- Starring: Marvin Miller
- Country of origin: United States
- Original language: English
- No. of episodes: 48

Production
- Running time: 30 minutes

Original release
- Network: ABC
- Release: December 4, 1949 – October 23, 1950

= Mysteries of Chinatown =

Mysteries of Chinatown is an American crime drama series that aired on the ABC television network from December 4, 1949 to October 23, 1950. Marvin Miller made his television debut in the series.

==Cast==
- Marvin Miller as Dr. Yat Fu
- Gloria Saunders as Ah Toy, niece of Dr. Fu
- Cy Kendall (pilot only)
- Spencer Chan as Lu Sung
- Keye Luke
- Ed MacDonald as Sgt. Cummings
- William Blythe at Sgt. Hargrove
- Robert Bice (played Dr. Yat Fu only in the pilot.)
- Wong Artarne as Yee Wai, nephew of Dr. Fu
- Bo Ling as Lo Sing

==Plot==
The series focused on Dr. Yat Fu (Miller), the proprietor of a herb and curio shop in San Francisco's Chinatown, and also an amateur sleuth. Fu helped police to solve crimes, usually being helped by his nephew and niece.

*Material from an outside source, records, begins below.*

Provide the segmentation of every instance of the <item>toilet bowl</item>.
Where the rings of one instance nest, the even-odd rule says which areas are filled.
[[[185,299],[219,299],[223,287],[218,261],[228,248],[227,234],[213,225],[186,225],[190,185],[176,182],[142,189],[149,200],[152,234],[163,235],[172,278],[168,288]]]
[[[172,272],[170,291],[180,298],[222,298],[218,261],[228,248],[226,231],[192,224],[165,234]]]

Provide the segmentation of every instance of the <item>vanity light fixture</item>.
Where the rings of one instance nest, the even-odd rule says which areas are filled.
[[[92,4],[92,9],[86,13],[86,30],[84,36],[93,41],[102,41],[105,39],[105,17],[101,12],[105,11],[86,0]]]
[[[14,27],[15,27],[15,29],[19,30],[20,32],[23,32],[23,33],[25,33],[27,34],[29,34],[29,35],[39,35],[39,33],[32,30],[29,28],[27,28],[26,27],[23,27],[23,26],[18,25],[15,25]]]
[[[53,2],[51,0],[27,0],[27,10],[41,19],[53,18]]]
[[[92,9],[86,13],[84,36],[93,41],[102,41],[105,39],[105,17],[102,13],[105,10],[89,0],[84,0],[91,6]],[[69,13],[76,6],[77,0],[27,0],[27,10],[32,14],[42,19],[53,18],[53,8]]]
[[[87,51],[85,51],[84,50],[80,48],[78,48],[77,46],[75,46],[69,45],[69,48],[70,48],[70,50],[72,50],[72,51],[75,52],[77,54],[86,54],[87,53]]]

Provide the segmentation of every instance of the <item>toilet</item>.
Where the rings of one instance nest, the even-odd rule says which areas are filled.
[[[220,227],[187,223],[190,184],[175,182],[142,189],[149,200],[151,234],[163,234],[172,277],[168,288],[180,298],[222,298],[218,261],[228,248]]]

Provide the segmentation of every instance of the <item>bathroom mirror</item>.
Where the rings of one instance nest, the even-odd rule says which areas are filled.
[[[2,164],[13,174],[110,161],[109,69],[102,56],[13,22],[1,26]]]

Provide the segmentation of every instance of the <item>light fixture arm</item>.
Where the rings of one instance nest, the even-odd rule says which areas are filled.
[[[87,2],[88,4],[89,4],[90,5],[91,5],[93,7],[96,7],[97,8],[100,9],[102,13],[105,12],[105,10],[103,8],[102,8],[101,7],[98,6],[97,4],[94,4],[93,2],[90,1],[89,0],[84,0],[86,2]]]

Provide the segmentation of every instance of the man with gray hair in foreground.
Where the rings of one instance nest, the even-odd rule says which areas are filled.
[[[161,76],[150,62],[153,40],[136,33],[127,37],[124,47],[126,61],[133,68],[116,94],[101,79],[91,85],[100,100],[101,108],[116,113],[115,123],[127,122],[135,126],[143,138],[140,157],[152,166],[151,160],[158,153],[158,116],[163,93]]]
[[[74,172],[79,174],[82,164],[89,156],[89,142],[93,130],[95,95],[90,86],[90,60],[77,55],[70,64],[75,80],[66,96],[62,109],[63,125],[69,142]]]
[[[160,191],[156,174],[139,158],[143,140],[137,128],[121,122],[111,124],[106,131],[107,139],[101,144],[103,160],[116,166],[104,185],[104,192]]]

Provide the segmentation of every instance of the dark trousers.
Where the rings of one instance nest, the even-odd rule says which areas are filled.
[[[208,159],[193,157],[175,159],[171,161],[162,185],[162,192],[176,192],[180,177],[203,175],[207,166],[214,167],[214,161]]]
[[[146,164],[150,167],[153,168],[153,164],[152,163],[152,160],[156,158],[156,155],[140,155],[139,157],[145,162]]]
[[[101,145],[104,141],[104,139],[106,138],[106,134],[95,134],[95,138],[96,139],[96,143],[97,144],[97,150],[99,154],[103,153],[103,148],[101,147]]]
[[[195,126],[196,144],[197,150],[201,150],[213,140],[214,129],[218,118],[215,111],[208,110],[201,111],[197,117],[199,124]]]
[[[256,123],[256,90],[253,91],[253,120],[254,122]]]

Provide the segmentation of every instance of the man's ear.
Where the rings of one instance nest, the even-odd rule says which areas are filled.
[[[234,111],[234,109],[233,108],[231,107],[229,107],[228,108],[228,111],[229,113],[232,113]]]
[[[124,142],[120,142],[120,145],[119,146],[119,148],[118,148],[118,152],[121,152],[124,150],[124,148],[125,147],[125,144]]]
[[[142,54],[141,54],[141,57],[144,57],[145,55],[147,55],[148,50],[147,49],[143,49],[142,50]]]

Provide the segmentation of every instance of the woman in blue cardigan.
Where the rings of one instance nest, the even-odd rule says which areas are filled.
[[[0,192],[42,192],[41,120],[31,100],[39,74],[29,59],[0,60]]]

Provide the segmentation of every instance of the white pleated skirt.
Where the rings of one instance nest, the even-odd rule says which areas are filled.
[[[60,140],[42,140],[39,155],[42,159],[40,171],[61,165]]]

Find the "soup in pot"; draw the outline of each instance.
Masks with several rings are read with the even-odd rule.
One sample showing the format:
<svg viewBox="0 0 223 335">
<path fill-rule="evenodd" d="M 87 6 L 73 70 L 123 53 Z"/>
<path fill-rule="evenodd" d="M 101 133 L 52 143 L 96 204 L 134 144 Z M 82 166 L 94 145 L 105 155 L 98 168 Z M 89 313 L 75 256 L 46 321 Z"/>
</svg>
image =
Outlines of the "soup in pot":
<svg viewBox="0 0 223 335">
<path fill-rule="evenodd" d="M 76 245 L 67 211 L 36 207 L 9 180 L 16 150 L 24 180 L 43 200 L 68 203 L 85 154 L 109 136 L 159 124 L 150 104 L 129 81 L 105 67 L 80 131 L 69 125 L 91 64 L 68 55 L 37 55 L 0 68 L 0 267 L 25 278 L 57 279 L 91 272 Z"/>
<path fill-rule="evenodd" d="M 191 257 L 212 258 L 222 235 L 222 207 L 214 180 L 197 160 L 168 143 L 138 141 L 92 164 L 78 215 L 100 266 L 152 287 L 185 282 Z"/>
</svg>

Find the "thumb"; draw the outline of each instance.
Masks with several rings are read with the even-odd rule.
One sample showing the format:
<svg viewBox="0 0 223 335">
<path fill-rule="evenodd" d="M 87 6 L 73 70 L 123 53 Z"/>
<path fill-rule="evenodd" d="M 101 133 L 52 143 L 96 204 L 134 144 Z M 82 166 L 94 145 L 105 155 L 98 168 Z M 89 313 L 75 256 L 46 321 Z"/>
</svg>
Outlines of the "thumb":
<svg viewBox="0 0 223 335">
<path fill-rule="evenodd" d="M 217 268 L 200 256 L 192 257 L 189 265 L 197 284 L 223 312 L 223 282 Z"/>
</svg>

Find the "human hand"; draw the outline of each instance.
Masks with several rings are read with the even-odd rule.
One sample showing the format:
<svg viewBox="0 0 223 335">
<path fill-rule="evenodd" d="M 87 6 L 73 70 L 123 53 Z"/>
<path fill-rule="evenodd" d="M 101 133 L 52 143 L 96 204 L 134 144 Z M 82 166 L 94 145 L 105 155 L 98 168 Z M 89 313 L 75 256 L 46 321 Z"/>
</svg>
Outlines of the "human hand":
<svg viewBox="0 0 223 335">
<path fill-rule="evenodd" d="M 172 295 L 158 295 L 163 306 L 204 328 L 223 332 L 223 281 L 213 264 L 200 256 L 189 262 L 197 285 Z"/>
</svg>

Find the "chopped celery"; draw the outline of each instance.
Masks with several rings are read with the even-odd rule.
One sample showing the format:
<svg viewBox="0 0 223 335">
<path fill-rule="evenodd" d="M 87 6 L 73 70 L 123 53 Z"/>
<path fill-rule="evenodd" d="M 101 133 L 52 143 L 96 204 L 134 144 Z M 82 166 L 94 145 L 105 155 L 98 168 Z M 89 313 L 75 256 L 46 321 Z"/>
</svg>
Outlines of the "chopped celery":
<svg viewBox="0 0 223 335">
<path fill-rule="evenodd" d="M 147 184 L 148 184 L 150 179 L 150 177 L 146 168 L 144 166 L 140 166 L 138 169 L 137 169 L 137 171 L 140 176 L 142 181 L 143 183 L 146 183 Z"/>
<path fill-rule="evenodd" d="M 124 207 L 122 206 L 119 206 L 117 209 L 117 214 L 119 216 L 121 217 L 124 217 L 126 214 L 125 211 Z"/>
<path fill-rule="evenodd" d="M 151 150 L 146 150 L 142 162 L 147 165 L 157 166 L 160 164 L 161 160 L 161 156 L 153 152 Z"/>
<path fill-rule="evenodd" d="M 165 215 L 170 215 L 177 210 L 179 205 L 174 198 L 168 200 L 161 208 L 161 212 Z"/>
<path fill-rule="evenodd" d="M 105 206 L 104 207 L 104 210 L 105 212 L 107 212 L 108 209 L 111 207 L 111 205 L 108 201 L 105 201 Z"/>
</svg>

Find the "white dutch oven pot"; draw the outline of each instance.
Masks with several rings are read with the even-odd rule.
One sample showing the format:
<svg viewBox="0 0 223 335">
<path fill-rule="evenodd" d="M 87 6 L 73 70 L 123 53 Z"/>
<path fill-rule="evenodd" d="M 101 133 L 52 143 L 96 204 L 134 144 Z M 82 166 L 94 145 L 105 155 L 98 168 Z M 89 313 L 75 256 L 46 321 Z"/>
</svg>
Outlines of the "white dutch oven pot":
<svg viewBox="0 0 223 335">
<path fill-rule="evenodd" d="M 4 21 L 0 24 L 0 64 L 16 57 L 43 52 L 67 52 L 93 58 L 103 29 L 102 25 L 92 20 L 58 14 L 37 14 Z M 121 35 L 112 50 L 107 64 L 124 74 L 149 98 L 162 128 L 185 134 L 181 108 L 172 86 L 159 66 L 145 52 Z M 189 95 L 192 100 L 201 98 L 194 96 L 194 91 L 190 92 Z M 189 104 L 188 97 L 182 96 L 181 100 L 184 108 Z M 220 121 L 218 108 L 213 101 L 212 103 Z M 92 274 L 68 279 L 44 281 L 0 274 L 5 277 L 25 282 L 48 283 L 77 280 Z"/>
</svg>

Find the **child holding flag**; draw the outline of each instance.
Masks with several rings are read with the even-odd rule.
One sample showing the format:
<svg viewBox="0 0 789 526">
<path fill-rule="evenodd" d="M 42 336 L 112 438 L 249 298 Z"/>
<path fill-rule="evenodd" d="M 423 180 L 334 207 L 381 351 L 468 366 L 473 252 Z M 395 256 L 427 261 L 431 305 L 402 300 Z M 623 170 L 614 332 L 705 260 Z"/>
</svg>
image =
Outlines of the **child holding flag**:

Episodes included "The Body in Drawing Room D" and "The Case of the Missing Alibi".

==Production==
Mysteries of Chinatown originated at an east Hollywood studio that ABC bought from Warner Bros. Episodes were broadcast live in Hollywood and recorded via kinescope to be sent to New York for later transmission to the rest of the United States. Ray Buffum was the producer, and Richard Goggin was the director. Rex Koury provided the music. The program was sustaining.